Just as the bursting of the housing bubble destroyed hundreds of billions of dollars in phantom home equity built by an explosion of rogue lending, Wall Street is now suffering through its own evaporation of market value.

More than a year after the financial meltdown began in August 2007, Wall Street bankers are still uncovering more losses and working to raise more capital to cover their bad debts. Borrowing more money — from other investors or the government — won’t solve the problem.

When a financial firm's losses rise more quickly than it is able to raise fresh capital, the process can lead to a vicious downward spiral. Just like a credit card holder who spends beyond the limit, the outstanding balance is far too big to pay back all at once.

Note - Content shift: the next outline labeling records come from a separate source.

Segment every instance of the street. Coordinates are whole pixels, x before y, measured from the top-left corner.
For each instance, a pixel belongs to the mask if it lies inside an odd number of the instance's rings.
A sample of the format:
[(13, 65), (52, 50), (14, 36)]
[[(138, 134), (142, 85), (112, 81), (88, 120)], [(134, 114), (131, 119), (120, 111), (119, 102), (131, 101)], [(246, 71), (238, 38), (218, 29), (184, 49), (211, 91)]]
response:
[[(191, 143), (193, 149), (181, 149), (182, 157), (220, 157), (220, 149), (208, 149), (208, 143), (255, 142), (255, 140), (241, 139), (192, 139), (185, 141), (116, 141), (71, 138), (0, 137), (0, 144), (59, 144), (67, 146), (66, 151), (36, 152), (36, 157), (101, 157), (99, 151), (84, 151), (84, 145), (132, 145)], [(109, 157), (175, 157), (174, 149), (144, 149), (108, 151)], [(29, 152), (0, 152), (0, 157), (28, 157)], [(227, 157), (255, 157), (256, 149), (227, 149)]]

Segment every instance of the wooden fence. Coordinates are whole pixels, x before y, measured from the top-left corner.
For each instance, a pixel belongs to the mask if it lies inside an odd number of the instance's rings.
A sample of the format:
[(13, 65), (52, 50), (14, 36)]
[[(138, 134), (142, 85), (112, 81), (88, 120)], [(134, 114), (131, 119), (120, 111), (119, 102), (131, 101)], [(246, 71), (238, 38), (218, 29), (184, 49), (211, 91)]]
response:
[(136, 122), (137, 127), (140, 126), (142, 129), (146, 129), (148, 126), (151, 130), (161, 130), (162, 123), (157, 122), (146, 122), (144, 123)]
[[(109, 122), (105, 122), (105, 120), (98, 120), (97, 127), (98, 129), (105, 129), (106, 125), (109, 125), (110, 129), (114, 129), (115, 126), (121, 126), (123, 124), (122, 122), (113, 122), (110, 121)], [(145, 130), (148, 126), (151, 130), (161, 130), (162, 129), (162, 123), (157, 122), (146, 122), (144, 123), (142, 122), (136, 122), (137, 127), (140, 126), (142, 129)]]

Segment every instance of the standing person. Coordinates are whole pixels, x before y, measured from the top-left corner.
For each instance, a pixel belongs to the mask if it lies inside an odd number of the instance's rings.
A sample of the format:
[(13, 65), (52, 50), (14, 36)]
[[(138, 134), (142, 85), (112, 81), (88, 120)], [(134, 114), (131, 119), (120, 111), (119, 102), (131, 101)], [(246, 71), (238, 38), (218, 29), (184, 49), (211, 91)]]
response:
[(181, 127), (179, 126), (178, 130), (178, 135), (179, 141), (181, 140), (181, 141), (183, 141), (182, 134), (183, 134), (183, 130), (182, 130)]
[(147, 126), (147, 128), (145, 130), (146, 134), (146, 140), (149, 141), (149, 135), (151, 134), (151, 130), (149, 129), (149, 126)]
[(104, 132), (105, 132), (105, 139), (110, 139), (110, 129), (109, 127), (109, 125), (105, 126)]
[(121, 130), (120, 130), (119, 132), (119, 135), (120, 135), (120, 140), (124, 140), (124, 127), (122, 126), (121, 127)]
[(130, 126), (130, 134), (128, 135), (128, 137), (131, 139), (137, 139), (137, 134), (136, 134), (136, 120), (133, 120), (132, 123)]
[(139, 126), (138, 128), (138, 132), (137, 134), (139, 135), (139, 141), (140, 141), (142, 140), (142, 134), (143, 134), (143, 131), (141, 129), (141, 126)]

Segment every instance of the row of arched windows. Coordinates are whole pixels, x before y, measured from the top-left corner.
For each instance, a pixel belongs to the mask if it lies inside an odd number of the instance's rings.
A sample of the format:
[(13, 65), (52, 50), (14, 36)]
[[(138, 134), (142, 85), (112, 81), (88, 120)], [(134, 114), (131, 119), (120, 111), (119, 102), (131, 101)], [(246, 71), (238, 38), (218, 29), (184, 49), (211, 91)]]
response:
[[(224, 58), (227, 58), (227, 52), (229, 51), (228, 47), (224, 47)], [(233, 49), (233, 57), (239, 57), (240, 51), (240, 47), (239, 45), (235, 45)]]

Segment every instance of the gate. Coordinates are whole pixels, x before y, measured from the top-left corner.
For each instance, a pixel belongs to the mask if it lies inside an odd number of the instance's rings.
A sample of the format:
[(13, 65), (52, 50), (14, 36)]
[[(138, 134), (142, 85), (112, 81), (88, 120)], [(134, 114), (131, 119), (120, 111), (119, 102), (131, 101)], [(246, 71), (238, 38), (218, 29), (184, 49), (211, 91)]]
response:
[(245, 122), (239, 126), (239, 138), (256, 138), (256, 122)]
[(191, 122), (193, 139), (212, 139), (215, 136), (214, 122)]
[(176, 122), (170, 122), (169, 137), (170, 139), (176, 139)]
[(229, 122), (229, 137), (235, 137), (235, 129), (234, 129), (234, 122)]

And Wall Street has a bigger problem than debt-strapped consumers. Financial company executives simply are not sure how big their debt is. Instead of getting one credit card statement, financial companies have hundreds of investors and “counterparties” — the holders of mortgage-related debt that has been sold and resold in private transactions.

“I don't think anybody has a handle on it,” said Corzine. "I have a feeling that people do not know all of the exposures they have to the entities that are troubled, and therefore causing additional problems that have to be adjusted, requiring even more capital and even greater shrinkage of balance sheets and other risk exposures.”

In the initial stages of the crisis, the Treasury and Federal Reserve were willing to pony up taxpayer capital to stop the bleeding for the most badly wounded firms, including government-sponsored mortgage brokers Fannie Mae and Freddie Mac.

But late last week the outlook for a broader financial turnaround became more uncertain when officials at both the Treasury and the Fed signaled an abrupt shift in policy, making clear they would not necessarily invest more capital in firms that had gotten into trouble.